O último Relatório de Inflação e a mais recente ata do Copom, no entanto, trazem uma projeção de 16,8% para esse segmento de preços no mesmo período, o que, segundo o próprio BC, justificaria um ajuste na meta de 1 ponto porcentual.

Isso levou a um forte questionamento sobre a mudança para cima da meta, ao que o presidente do BC, Henrique Meirelles tem respondido ainda ser prematuro alterar a projeção dos 14%. Ocorre que no último mês o cenário para os preços administrados, sobretudo combustíveis, vem melhorando bastante. O preço do barril de petróleo cru, por exemplo, era negociado há um mês na Nymex a US$ 38,08 o barril. Hoje está em US$ 28,09. Em apenas um mês, o dólar também caiu mais de 8%, o que terá impactos futuros tanto no preço dos combustíveis quanto nas tarifas públicas indexadas ao IGP-M, índice de grande sensibilidade ao câmbio.

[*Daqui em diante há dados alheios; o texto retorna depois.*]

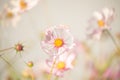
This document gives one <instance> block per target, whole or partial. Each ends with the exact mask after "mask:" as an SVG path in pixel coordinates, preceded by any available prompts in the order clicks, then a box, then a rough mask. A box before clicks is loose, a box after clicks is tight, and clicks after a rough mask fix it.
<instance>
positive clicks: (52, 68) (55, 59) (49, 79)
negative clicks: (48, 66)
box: [48, 57, 57, 80]
mask: <svg viewBox="0 0 120 80" xmlns="http://www.w3.org/2000/svg"><path fill="white" fill-rule="evenodd" d="M56 59H57V57H56V58H55V60H54V62H53V65H52V68H51V70H50V74H49V75H48V80H51V76H52V72H53V69H54V66H55V64H56Z"/></svg>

“Há duas variáveis fundamentais nesse sentido: o preço do petróleo no pós-Guerra e a definição interna das tarifas de energia elétrica, além das tarifas das teles um pouco mais à frente”, sublinha o economista chefe do Citibank, Carlos Kawall. “Faria sentido o Banco Central esperar para ter uma melhor certeza sobre esses números.”